I love a good plate of steak with steamed veggies at the side, a good dollop of moist and creamy mashed potato, and plenty of black pepper sauce. Yumm!!
“What has a good steak got to do with Faith?” you may ask. “Aren’t we supposed to be talking about Faith here?” My answer would be, “It has a lot to do with it… or at least it did … back in the early Christianity.”
If you read Paul’s letter to the Romans chapter 14, he wrote about some Christians who ate meat because they believed that it was ok to eat meat, while some others did not because they believed it was not ok to do so. Those carnivorous Christians were considered to have stronger faith because they understood that, meat or no meat, it did not matter (Praise God for this!!). But the vegetarian Christians were considered to have weaker faith. Not because they were weak. Rather, it’s because when they were pagan, they believed eating meat was wrong. So, when they became Christians, they still had that belief or tradition or culture, or at least, they did not know any better.
Now, is it wrong to be vegetarian? Not at all.

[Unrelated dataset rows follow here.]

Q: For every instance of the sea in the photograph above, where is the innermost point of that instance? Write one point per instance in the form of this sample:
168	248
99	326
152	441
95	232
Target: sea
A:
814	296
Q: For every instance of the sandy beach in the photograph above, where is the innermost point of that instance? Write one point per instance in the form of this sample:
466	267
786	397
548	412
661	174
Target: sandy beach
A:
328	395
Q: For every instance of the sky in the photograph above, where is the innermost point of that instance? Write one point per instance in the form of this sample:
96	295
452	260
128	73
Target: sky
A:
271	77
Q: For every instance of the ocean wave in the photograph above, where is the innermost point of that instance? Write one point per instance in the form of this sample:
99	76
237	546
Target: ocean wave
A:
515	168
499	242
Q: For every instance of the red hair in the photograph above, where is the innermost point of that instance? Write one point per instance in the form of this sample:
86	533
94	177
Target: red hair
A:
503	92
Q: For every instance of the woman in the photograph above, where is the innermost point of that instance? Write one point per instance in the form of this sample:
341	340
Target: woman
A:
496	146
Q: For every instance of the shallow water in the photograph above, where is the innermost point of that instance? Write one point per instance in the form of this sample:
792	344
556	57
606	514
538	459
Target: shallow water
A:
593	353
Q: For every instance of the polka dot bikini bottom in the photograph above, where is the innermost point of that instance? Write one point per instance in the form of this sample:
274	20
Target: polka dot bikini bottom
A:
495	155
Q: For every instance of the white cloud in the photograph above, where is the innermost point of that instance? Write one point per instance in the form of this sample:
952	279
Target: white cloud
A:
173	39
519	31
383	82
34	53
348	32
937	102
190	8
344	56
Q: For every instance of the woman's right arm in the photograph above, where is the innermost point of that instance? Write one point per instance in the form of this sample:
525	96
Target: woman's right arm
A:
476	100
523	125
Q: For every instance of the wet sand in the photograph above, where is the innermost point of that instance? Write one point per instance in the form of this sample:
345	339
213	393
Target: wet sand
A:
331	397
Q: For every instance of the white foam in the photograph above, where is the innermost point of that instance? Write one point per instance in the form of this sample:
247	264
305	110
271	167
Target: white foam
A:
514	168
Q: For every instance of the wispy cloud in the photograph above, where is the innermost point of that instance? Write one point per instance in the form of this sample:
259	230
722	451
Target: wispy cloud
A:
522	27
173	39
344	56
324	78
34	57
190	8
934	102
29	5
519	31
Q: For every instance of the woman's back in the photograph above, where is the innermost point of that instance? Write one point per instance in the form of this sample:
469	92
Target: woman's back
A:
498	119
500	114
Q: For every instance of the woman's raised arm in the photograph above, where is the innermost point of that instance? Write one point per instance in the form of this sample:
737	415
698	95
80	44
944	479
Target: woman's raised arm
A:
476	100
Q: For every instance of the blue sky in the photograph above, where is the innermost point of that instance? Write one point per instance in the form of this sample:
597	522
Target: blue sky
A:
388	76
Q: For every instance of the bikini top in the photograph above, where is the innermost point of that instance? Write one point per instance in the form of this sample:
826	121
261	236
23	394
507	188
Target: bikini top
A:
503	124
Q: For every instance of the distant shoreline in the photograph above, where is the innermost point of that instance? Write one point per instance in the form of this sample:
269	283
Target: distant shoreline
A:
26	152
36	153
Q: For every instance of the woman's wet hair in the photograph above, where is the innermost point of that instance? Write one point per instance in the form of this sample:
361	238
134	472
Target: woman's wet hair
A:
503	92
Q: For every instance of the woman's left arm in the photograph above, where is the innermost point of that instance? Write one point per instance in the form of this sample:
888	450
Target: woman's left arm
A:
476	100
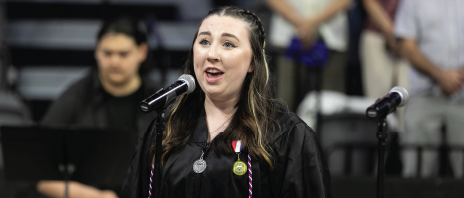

And there is certainly nothing wrong with being carnivorous (again, Praise God for this!!).
Therefore, Paul exhorts them …
Romans 14:1 – 3
1 As for the one who is weak in faith, welcome him, but not to quarrel over opinions. 2 One person believes he may eat anything, while the weak person eats only vegetables. 3 Let not the one who eats despise the one who abstains, and let not the one who abstains pass judgment on the one who eats, for God has welcomed him
That’s about eating. You might think it is not relevant to our situation now. Interestingly, if you look at some matters closer to home, such as the preferred style of worship music, it’s not that irrelevant. For some of you, it matters whether you use a piano and an organ, or use a full band with a drum set and electric guitars. For others, it does not matter. The Bible does not say anything for or against either of them. Therefore, following Paul’s exhortation, one must follow their conscience and not condemn or look down on the other.
There are other examples, such as eating organic or non-organic food, recycling plastic bags or not, entering into some competition or some lucky draw, watching certain movies, buying gadgets, entering a casino, reading romantic novels, etc. Some Christians have their own convictions on certain matters, and both sides might not be sinning, since there are some matters that God does not really specifically condemn or condone. So, for those matters, you can believe in one aspect, but do not let your faith condemn or look down on others.
Paul in 1 Corinthians 13:2 puts it very nicely: “If I have the gift of prophecy and can fathom all mysteries and all knowledge, and if I have a faith that can move mountains, but have not love, I am nothing.”
So, as Faith without deed is dead, Faith without love is also nothing. In fact, if you think you have stronger faith than someone else, it is your duty to teach him so that he understands more. And if you have weaker faith, it is your duty to search the Bible and learn more. That’s why it is important to meet together as a community of believers and spur one another in faith (Heb 10:22-24).
So, let’s recap what faith is.
Faith is: …
Believing that God is who He says He is,
and He will do what He says He will do.
As a result, we do what He says we should do,
and we don’t do what He says we must not do.
Each book of the Bible is rarely written for individuals. It is almost always written to be applied in the community of believers. It is the same with Faith. You cannot apply your faith without considering your fellow brothers and sisters. Therefore, as much as God takes pleasure in those who takes Him at His word and obeys His Word, He also delights in His children loving one another and spurring one another to grow in Faith. Because we show the world that we are His disciples not by how big our faith is, but rather by loving one another (John 13:34-35). So, have faith, trust God, obey Him, and love one another.